Dare un voto a questo numero non è facile. Anche volendosi adeguare alla filologia che ha imposto la pubblicazione di alcune storie sintomatiche di Mazzanti, viene davvero da chiedersi se la produzione dell’autore non offrisse proprio di meglio che
Topolino e il mistero del Tritele, da affiancare a
Zio Paperone e il ballo in maschera e ad
Astralpippo n. 9999!. Ce lo domandiamo perché probabilmente l’avere pubblicato nello stesso numero storie assolutamente ingenue, come quella di Lockman e Bradbury o come
Topolino e l’impresa cosmosubacquea, ha quasi certamente fatto venire a noia al lettore, come è successo a chi scrive, un certo modo
naif di narrare, tipico degli anni Sessanta del secolo scorso, ma oggi di difficile sopportabilità. Probabilmente, scegliere altre storie dal taglio più realistico, come
Topolino e lo strano caso del furgone scomparso, avrebbe attenuato tale sensazione di tedio e di ripetitività nel fruitore, ed avrebbe reso molto più gradevole la lettura di questi
Grandi Classici Disney nuova serie.
Siamo lieti (anche se in realtà non vorremo farlo per alcun motivo) di presentarvi un rimaneggiamento del testo di quelli che ci fanno davvero arrabbiare per la loro incomprensibilità.[/size][/i]

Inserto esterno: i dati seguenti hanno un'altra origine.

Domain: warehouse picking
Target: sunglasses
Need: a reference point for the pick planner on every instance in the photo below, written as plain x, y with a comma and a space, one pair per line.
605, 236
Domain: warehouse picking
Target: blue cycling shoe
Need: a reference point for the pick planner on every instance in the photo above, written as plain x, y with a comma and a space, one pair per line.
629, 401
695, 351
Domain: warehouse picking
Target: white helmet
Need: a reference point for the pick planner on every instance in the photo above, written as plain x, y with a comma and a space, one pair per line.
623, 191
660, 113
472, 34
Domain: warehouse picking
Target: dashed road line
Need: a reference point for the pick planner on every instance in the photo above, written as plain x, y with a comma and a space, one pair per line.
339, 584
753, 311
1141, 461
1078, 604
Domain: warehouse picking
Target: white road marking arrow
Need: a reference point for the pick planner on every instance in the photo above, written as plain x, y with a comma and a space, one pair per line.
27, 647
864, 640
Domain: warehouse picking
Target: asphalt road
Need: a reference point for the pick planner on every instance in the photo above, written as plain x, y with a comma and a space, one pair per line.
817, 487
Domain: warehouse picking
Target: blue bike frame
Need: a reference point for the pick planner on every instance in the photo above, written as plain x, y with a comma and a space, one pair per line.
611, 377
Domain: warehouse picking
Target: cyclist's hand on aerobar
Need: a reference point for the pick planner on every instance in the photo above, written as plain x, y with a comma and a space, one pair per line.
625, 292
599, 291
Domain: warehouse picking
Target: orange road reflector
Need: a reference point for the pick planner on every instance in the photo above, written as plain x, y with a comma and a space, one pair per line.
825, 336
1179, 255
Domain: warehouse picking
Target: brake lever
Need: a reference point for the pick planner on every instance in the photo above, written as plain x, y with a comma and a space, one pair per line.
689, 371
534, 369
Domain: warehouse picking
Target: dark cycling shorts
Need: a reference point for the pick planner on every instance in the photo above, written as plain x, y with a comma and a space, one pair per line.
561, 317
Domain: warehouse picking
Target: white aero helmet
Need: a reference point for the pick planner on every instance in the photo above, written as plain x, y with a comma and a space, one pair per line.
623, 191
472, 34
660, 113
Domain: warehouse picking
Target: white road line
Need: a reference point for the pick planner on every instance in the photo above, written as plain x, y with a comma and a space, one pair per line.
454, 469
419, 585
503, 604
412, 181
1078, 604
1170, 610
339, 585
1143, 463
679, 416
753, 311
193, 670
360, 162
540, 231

A parte questo, il numero non è esente da ulteriori pecche. Se vogliamo partire da quella di minor conto,
non ci è dato intendere perché i redazionali dedicati a Mazzanti sembrino pubblicati in punti a caso del giornale, anziché laddove sarebbero dovuti stare meglio: ossia a fianco delle storie che gli stessi disaminano. Ci sembra una cosa così ovvia, che davvero non comprendiamo certe scelte, a meno che i redazionali non debbano avere posizioni così tassativamente fisse, da non poter essere spostati a discrezione del redattore, per quanto questo non ci paia avere qualsivoglia senso o logica.
Più grave è invece l’inversione della seconda e della terza tavola di
Topolino e l’impresa cosmosubacquea. Se si considera, ad esempio, che la versione pubblicata nel 1996 su
Topomistery 48 non presentava tale problema, viene istintivo chiedersi da dove sia saltato fuori e perché nessuno l’abbia notato.
A mezzo si colloca il perenne problema di presentare storie comunque rimaneggiate. Se da un lato ringraziamo per aver lasciato in
Zio Paperone e il ballo in maschera la vignetta dove si spiega cosa sia un “cadì” con gli espliciti riferimenti religiosi del caso (e ciò in una storia dove altri rimaneggiamenti del testo sono graficamente palesi), ci chiediamo come si possa sempre in
Topolino e l’impresa cosmosubacquea (del 1963, non si dimentichi) parlare di computer, con fumetto evidentemente modificato, invece del probabile “elaboratore” o “cervello elettronico” che originariamente, azzardiamo, si doveva trovare nel
balloon.
Dunque, se non fosse per la storia di apertura (godibile gioiello anche se pure essa presenta visibili ritocchi al testo), la quale dovrebbe essere di richiamo per tutto il pubblico che non l’ha mai letta,
questo è un numero dove la filologia domina sulla qualità delle storie. Ma l’eccessiva mediocrità di alcune, aggiunta alle pecche di cui sopra, la quale ci ha portati a chiederci se proprio non vi fosse di meglio da pubblicare e con minore trascuratezza, non ci consente di dare un voto troppo alto.